Michelle Dipp was raised in El Paso, Texas and earned her MD and PhD from the University of Oxford; her dissertation was on pulmonary hypertension.

Career

After graduating from Oxford, Dipp went to work for Wellcome Trust in its private equity division. Wellcome was an early investor in Sirtris Pharmaceuticals, which was founded in 2004 by scientist David Sinclair, venture capitalist Christoph Westphal, serial entrepreneur Andrew Perlman, Richard Aldrich, Richard Pops, and Paul Schimmel. The company focused on resveratrol formulations and derivatives as activators of the SIRT1 enzyme. The company's initial product was called SRT501, and was a formulation of resveratrol. Westphal and Sinclair aggressively marketed investment in the company as an anti-aging opportunity, which was controversial but effective; the company raised $100 million in 2006.
Westphal recruited Dipp to join Sirtris in 2005 and she became the Vice President of Corporate Development. Sirtris went public in 2007 and was subsequently purchased and made a subsidiary of GlaxoSmithKline in 2008 for $720 million; Westphal remained CEO of the subsidiary and was also appointed senior vice president of GSK's Center of Excellence for External Drug Discovery.
In 2008, Dipp worked with Westphal, Aldrich, and Alexey Margolin to found Alnara Pharmaceuticals, which was created to develop ways to formulate biopharmaceuticals so they could be taken by mouth, instead of by injection.
In February 2010, Dipp, Westphal, and Aldrich formed a new venture fund called Longwood Founders Fund. Prior to launching Longwood Founders Fund, Dipp was
the senior vice president and head of the Centre of Excellence for
External Drug Discovery at GlaxoSmithKline.
In April 2010, Westphal stepped down as CEO of Sirtris. Dipp took over as senior vice president of CEEDD; this made her the youngest senior VP in all of the world's top ten pharmaceutical companies.
In August 2010, the Longwood team co-founded VeraStem by providing seed funding and office space its offices, with Westphal serving as CEO and chairman of the board; Verastem aimed to isolate cancer stem cells and then discover drugs that would selectively kill them. The company held its IPO in 2012.
GSK/Sirtris terminated development of SRT501 in late 2010. In 2013 GSK shut down Sirtris and its development candidates were absorbed into GSK, where research and development continued.
In 2011 Dipp co-founded OvaScience, an in vitro fertilization services and company, with Aldrich, Westphal, and Sinclair, along with scientist Jonathan Tilly, based on scientific work done by Tilly concerning mammalian oogonial stem cells and work on mitochondria by Sinclair. The company's A financing round was $6 million and it raised a $37 million B round in early 2012; Longwood participated in both rounds.
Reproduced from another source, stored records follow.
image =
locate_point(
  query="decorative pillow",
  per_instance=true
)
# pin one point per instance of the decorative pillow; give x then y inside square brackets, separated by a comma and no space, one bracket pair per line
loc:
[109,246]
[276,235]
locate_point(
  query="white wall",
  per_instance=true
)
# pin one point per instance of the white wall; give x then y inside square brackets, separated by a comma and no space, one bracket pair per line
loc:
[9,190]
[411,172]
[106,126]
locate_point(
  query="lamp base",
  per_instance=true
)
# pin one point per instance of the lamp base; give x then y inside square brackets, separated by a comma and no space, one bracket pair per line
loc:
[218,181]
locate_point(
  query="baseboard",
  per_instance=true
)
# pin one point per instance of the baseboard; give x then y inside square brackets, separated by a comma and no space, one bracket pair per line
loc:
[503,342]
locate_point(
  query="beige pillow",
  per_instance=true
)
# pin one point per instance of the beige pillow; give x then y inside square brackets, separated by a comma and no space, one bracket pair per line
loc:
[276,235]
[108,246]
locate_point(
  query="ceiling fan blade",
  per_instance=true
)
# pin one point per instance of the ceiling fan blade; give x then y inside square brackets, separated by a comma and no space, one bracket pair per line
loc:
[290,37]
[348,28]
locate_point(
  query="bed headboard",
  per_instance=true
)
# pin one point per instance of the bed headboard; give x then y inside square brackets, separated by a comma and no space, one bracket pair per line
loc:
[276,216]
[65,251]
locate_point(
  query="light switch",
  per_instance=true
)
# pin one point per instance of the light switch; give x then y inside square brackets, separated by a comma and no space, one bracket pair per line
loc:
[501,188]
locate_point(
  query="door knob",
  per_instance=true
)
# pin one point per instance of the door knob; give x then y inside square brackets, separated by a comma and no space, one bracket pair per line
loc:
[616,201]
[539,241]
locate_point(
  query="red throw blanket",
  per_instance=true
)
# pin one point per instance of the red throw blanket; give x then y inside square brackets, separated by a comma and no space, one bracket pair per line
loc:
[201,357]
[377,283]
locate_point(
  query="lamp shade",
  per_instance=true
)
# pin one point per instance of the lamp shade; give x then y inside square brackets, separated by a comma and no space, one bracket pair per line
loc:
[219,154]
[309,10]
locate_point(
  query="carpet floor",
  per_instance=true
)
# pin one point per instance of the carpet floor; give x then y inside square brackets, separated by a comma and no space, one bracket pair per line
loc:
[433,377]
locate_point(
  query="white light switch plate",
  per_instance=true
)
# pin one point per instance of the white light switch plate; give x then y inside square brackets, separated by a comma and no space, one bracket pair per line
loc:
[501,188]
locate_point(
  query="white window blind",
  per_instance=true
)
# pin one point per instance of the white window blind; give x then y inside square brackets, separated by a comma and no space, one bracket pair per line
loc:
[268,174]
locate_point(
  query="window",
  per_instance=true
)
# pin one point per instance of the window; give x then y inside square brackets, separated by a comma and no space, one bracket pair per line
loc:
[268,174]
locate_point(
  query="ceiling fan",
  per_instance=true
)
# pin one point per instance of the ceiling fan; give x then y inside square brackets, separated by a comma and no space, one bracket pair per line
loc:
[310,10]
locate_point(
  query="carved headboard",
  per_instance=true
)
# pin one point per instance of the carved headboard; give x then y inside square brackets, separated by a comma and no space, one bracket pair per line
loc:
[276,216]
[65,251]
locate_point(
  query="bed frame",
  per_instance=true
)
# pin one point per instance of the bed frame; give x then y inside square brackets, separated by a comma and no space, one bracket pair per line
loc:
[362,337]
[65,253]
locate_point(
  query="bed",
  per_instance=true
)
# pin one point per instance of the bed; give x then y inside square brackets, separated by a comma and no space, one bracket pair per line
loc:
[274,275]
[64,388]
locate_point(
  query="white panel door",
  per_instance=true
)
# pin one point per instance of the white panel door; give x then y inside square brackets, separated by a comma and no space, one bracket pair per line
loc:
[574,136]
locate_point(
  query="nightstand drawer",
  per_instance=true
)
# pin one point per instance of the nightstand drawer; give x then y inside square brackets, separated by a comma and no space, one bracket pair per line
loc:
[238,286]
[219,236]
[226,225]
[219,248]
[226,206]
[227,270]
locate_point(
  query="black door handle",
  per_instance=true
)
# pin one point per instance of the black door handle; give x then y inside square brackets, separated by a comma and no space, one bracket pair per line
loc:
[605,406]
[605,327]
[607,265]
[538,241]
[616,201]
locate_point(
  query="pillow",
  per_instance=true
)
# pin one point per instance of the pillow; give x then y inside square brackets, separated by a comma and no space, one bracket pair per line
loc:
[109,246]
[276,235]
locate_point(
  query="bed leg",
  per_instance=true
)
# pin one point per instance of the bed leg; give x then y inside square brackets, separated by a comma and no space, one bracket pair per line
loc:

Dipp served as CEO from 2011-2016.
In January 2015 Longwood and Dipp helped found Flex Pharma Later that year she was named as one of Fortune Magazine's "40 under 40" and was also named one of 187 "Young Global Leaders" by the World Economic Forum,
In November 2016 Dipp and Longwood helped launch Axial Biotherapeutics, which aimed to modulate the gut-brain axis to treat neurological diseases; its strategy at launch was open with company considering developing drugs to influence the gut microbiota as well as probiotics; Dipp took a board seat.
Dipp was appointed to the governing board of the Biotechnology Industry Organization’s Emerging Companies section in December 2013. By the end of 2013 she and Westphal had joined the approximately 100 overseers of the Boston Symphony Orchestra; BSO overseers advise the Board of Trustees on various matters including fundraising. In October 2014 she joined the board of directors of Beth Israel Deaconess Medical Center. By 2015 she had joined the board of directors of the New England Venture Capital Association.
In October 2017 Dipp became the Managing Director at General Atlantic, a global growth equity firm based in New York. While at General Atlantic Michelle launched their first life sciences investment platform and served as a member of the life sciences investment committee. Michelle served as a Board Observer for Ginkgo BioWorks and as a board member for PathAI and Immunocore.